Abstract

Objectives Magnetic resonance imaging (MRI)-compatible cochlear implants have weaker internal magnets than non-MRI-compatible devices. Their suitability for individual patients is limited by skin flap thickness, traditionally measured with a needle in the operating theatre. We aimed to establish the accuracy of imaging modalities to measure skin flap thickness pre-operatively, with the goal of streamlining device selection and simplifying the consent process. Methods Skin flap measurements were taken using ultrasound (US), computed tomography (CT) and MRI and compared for agreement with intra-operative needle measurement. Results Twenty-seven skin flaps were included. Absolute agreement between needle and imaging methods was low: needle/US: 44.4% (95% confidence interval [CI]: 27.7–62.7), needle/CT: 39.1% (95% CI: 22.2–59.2), needle/MRI: 20.8% (95% CI: 9.2–40.5). However, US and CT showed 95.7% agreement (95% CI: 76.0–99.8) with intraclass correlation of 0.996 (95% CI: 0.991–0.998) and narrow Bland–Altman limits of agreement (−0.37, 0.45 mm).

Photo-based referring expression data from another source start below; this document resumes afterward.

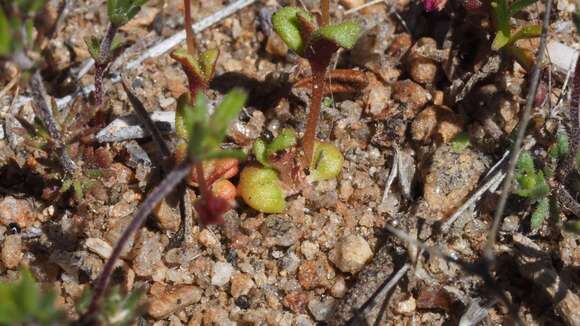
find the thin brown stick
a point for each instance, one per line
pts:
(506, 189)
(188, 31)
(163, 189)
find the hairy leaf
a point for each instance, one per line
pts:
(287, 25)
(344, 35)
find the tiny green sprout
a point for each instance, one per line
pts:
(327, 162)
(460, 143)
(505, 38)
(540, 213)
(24, 303)
(261, 189)
(94, 46)
(200, 70)
(298, 29)
(572, 226)
(122, 11)
(531, 182)
(559, 150)
(284, 140)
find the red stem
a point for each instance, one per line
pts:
(318, 72)
(203, 187)
(325, 9)
(188, 32)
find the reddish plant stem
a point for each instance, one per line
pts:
(203, 187)
(188, 32)
(325, 9)
(161, 191)
(318, 72)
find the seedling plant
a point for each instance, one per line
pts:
(105, 49)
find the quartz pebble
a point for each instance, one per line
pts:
(351, 253)
(241, 285)
(12, 251)
(406, 307)
(17, 211)
(221, 274)
(321, 310)
(169, 300)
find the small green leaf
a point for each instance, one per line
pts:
(525, 163)
(460, 143)
(526, 32)
(226, 112)
(327, 161)
(259, 149)
(94, 46)
(285, 139)
(560, 148)
(220, 154)
(183, 104)
(208, 60)
(261, 189)
(519, 5)
(122, 11)
(540, 213)
(502, 21)
(572, 226)
(6, 40)
(344, 35)
(287, 25)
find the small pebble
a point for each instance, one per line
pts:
(422, 70)
(169, 300)
(13, 210)
(351, 253)
(406, 307)
(241, 285)
(321, 310)
(12, 251)
(221, 274)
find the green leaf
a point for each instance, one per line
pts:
(572, 226)
(327, 161)
(460, 143)
(540, 213)
(525, 163)
(287, 25)
(259, 149)
(502, 21)
(237, 154)
(344, 35)
(285, 139)
(226, 112)
(208, 60)
(526, 32)
(121, 11)
(560, 148)
(261, 189)
(94, 46)
(519, 5)
(5, 35)
(577, 18)
(195, 122)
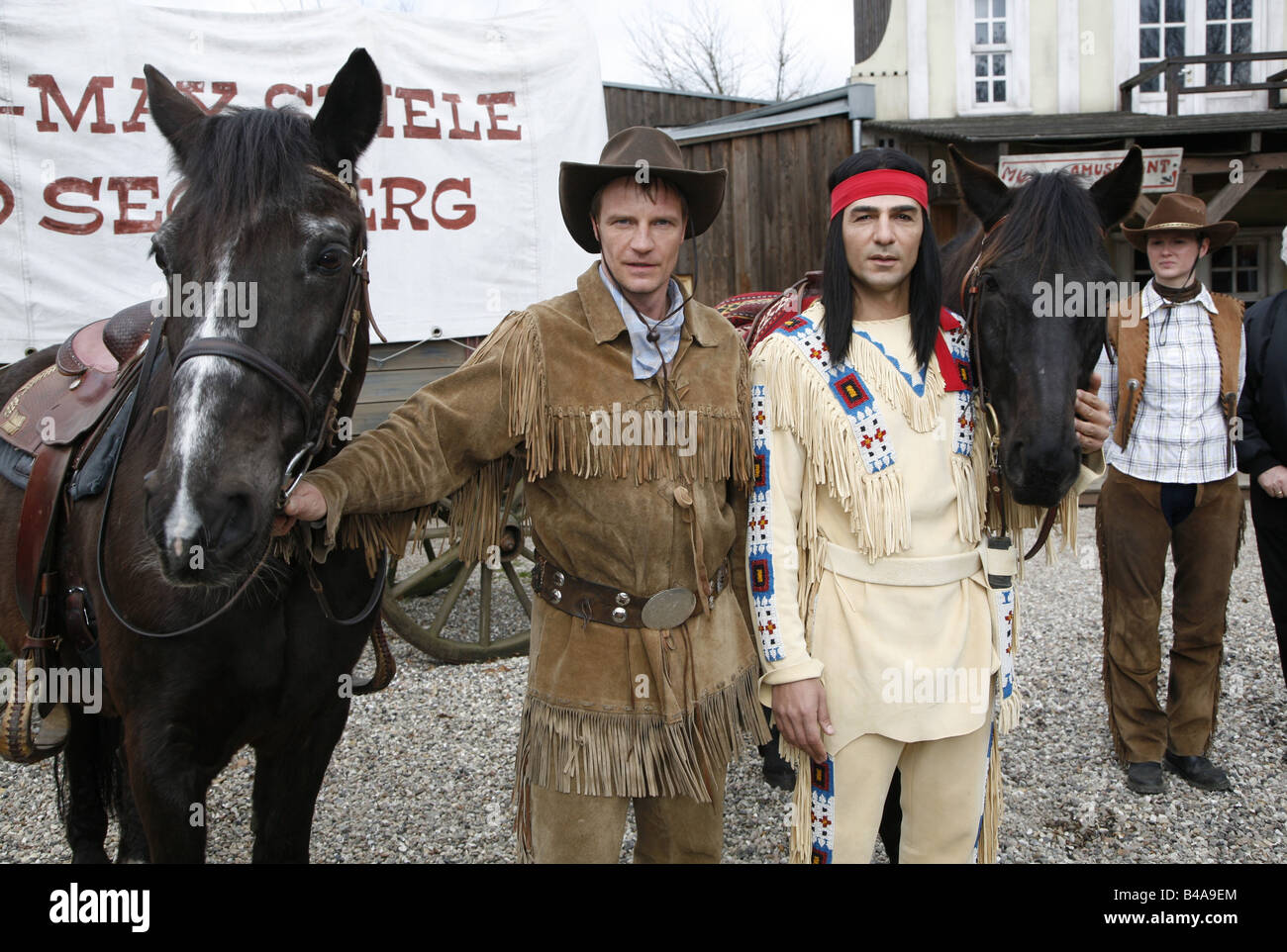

BMI and skin flap thickness showed a significant positive correlation (rs = 0.664, P = 0.002) but no significant correlation was observed for age (P = 0.659). Discussion The high level of agreement between US and CT suggests that there are more accurate measurements of skin flap thickness compared with needle or MRI. Needle measurements are consistently smaller. Conclusion The use of CT or US should be considered when making pre-operative device choices.